Linear regression [session notes]

Author

Denis Schluppeck

Session date:

December 14, 2022

Introduction

Some details about fitting line through data points as a canonical example, but also relationship to other more complex examples that can be cast as linear regression problems. MvR referred to Numerical Recipes for really good theoretical background, but also practical advice Press et al. (1992). You can try here or google for a PDF copy of the relevant chapter 15.0 on Modelling data) :

Press, William H., Saul A. Teukolsky, William T. Vetterling, and Brian P. Flannery. 1992. Numerical Recipes in c. Second. Cambridge, USA: Cambridge University Press.

fitting polynomials is also linear problem
reality check: any function that’s linear in parameters is also ok, eg. \(y(t; a, b, c) = a\cdot e^{-t} + b\cdot x + c\)

Basic ideas

Derivation from a Bayesian point of view, assuming a flat prior to yield the maximum likelihood solution.

Bayes formulation with data \(\mathcal{D}\) and parameters \(w\) :

\[p(w | \mathcal{D}) = \frac{p(\mathcal{D} | w )p(w)}{p(\mathcal{D})} \]

but in the case of a flat prior on the parameters, \(p(w)\), and given that \(p(\mathcal{D})\) is just a normalising constant, we can find the maximum of \(p(w | \mathcal{D})\), by maximising \(p(\mathcal{D} | w )\), also known as the likelihood.

For iid Gaussian noise, the likelihood becomes

\[\mathcal{L} = \prod_i \Big\{ \exp{\Big[-\frac{1}{2}\Big(\frac{y_i -y(x_i)}{\sigma} \Big)^2} \Big] \Delta y\Big\}\]

and maximising the likelihood is equivalent to minimising the negative log of the likelihood (numerically better behaved) \[-\log \mathcal{L} = \sum_i \frac{\Big(y_i -y(x_i)\Big)^2}{2\sigma^2} -N \log \Delta y\]

Pulling out all the terms that are constant (don’t change with the parameters), this is equivalent to minimising the sum of squared errors between data and the fit.

Relationship to \(\chi^2\) fitting

If the errors vary with each measurement point (rather than being of a fixed, single \(\sigma\)), then these errors can be included in the quantity to be minimised and leads to the \(\chi^2\) statistic

\[\chi^2 = \sum_i \Big( \frac{y_i-y(x_i; a_1\dots, a_M )}{\sigma_i} \Big)^2 \]

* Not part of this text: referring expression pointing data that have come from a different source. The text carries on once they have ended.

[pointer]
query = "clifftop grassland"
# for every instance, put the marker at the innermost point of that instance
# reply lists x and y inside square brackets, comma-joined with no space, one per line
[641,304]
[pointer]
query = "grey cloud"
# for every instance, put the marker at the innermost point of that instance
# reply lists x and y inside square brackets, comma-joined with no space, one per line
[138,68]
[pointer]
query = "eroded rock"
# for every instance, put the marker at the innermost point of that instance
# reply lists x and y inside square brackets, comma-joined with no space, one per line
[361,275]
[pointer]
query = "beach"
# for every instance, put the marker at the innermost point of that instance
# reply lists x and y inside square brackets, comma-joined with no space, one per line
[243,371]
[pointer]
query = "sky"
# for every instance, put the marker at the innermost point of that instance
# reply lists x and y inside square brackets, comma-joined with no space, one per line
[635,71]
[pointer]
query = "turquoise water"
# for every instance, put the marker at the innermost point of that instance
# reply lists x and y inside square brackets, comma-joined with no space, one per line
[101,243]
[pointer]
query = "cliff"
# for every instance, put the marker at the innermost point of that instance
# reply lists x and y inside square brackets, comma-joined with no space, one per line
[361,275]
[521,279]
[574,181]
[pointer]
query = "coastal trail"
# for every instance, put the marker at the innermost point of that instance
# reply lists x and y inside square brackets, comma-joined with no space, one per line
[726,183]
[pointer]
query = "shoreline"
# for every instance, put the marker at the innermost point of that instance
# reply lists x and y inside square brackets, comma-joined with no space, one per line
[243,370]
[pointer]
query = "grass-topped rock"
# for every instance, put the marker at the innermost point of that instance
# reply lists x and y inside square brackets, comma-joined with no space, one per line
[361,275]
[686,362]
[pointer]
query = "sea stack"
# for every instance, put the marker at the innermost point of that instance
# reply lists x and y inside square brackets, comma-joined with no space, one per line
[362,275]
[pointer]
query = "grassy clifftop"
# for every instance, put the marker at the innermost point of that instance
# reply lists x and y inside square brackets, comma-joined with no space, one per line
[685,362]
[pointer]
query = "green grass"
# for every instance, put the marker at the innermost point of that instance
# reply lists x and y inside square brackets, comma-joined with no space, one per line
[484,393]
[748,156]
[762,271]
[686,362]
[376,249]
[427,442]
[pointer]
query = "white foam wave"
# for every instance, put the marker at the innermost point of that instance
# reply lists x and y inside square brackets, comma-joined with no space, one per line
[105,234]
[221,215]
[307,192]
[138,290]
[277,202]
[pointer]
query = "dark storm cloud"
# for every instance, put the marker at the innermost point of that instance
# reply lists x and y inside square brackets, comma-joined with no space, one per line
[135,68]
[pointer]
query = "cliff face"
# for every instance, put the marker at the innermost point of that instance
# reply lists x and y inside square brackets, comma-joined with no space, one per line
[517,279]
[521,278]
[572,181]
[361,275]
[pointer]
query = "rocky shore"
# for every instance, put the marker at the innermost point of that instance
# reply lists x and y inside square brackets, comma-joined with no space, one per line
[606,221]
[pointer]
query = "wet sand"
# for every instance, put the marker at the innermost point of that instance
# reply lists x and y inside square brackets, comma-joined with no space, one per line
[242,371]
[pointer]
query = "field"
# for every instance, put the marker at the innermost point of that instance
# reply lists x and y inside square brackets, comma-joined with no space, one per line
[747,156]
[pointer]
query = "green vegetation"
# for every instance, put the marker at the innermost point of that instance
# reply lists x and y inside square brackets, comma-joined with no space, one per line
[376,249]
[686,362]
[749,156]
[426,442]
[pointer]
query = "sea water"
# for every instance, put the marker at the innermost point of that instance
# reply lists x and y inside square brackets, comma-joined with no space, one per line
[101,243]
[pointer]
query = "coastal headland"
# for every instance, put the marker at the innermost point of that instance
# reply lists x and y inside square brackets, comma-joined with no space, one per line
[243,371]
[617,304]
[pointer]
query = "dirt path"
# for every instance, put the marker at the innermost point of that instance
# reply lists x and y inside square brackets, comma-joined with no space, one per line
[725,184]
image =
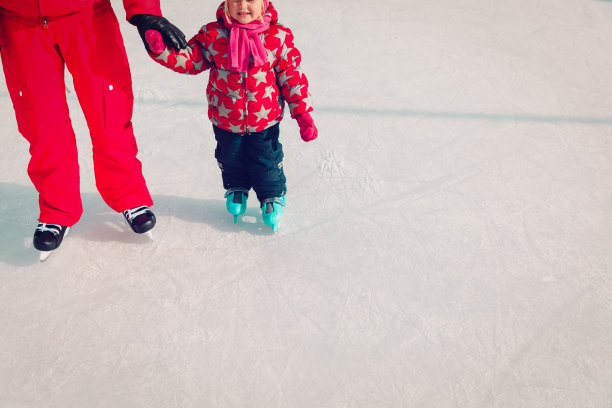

where \((x_i, y_i)\) are data points with an associated error \((\sigma_i)\). For the Gaussian case, s \(\chi^2\) value of a moderately good fit is on the order of the degrees of freedom \(\nu = N-M\) (number of measurement points minus number of parameters).

Linear algebra picture

Ideas

Consider the data \(\mathbf{y}\) as a vector in some space and \(\mathbf{X}\), the design matrix with an associated column space.

\(\mathbf{y}\) is usually not in the column space of \(\mathbf{X}\) (eg. a set of many \(y_i\) values measured at \(x_i\) are unlikely to fall onto a line, which is parameterised by two values).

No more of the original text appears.